In Britain, Rauf and ASMA have favored two academics, Tufyal Choudhury of Durham University and Hisham Hellyer of Warwick University, whose rhetoric focuses on Islamist grievances, mainly imagined. Choudhury has argued that tension between Muslims and non-Muslims in Europe is inevitable, and that integration of Muslims should be defined as “management of conflict.” Hellyer has alleged that security issues caused by Islamist terrorism have imposed restrictions on “housing, health, education” for European Muslims--an absurd charge.

Among British Muslims selected for MLT we also find three of the most assiduous detractors of Muslim moderates in the island. These are Aftab Ahmad Malik, an acolyte of the radical preacher Hamza Yusuf Hanson; Masud Ahmed Khan, who operates a website called as a monitor against anti-extremist Muslims, and Fareena Alam. Alam’s contributions include a retrospective defense, in a 2007 London Guardian column, of John Walker Lindh, the American captured in 2001 fighting in Taliban ranks and sentenced to prison. Fareena Alam described Lindh as “the focus of a campaign of disinformation” and victim of a “gross miscarriage of justice.”

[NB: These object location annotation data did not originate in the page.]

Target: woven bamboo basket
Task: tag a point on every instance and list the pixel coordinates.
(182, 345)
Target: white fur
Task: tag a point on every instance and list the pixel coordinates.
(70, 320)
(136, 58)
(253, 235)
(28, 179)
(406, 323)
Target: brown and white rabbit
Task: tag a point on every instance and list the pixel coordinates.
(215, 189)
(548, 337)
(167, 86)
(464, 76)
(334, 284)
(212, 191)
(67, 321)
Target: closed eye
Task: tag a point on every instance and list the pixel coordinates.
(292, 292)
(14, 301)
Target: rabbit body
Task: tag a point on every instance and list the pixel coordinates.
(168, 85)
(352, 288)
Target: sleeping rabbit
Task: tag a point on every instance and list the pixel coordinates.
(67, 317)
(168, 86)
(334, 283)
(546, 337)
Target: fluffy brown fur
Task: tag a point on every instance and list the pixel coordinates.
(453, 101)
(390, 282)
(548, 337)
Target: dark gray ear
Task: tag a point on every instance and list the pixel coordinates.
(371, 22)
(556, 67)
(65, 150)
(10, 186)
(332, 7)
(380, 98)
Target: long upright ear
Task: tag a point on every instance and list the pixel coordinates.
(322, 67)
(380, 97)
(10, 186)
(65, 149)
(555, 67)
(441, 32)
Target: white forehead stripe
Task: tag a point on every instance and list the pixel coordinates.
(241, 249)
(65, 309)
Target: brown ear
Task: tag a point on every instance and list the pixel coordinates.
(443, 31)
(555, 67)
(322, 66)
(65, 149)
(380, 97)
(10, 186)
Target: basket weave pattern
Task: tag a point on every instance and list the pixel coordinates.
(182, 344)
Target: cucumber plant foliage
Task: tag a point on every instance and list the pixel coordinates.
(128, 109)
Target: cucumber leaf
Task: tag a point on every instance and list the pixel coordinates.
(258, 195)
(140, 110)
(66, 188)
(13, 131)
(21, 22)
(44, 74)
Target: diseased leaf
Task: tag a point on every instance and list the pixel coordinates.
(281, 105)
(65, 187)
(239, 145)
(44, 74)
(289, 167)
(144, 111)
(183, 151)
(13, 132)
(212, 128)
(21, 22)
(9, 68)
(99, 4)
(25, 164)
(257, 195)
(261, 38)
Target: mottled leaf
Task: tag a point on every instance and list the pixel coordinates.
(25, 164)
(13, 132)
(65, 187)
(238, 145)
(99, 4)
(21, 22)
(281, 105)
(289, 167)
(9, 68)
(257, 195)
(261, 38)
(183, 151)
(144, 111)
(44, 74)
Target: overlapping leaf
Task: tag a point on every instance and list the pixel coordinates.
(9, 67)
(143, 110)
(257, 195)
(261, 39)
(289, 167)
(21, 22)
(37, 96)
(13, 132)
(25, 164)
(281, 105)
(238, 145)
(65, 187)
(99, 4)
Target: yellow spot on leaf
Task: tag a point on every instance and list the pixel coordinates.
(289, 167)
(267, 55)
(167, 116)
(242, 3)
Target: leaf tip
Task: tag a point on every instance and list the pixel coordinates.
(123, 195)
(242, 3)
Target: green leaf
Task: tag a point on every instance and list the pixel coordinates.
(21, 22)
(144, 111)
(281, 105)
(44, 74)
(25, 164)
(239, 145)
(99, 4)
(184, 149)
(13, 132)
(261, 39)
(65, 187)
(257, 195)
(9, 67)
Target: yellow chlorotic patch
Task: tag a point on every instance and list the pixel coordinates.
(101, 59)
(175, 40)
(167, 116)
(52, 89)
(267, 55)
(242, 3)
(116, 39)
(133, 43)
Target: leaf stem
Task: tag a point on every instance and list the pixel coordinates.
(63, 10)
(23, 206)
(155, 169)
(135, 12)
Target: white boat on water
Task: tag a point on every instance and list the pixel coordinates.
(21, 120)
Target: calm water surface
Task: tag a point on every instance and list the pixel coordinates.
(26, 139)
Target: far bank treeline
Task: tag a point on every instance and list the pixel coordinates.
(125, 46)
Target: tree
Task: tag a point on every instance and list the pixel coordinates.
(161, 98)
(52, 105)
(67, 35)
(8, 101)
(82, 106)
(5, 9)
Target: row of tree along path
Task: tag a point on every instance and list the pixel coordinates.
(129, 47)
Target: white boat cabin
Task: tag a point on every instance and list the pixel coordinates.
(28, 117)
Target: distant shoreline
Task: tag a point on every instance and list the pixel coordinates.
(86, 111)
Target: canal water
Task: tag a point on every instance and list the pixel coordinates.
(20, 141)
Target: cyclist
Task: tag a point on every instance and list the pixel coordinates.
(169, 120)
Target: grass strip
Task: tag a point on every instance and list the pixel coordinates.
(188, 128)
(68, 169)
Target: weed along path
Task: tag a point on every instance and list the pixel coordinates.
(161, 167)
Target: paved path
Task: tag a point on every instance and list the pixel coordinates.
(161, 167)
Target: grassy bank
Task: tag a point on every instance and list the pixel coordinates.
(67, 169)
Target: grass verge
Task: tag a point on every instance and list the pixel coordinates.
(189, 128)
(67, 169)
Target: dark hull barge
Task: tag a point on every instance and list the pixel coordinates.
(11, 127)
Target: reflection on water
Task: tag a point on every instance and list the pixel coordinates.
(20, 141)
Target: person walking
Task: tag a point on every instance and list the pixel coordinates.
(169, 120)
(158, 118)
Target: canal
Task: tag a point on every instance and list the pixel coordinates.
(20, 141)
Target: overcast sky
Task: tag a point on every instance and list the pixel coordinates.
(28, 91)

Another citation from Alam eloquently expresses the outlook prevalent among those Feisal Abdul Rauf hopes will be the Muslim Leaders of Tomorrow. In mid-July 2010 she was quoted about debates over the headscarf and face coverings among Muslim women in Europe: the issue, she said, “has more to do with Europe's own identity crisis than with the presence of some 'dangerous other'. At a time when post-communist, secular, democratic Europe was supposed to have been ascendant, playing its decisive role at the end of history, Islam came and spoiled the party.” So triumphalist a view is hardly conducive to the "mutual recognition and respect" between Islam and the West that is the stated goal of the Ground Zero mosque plan.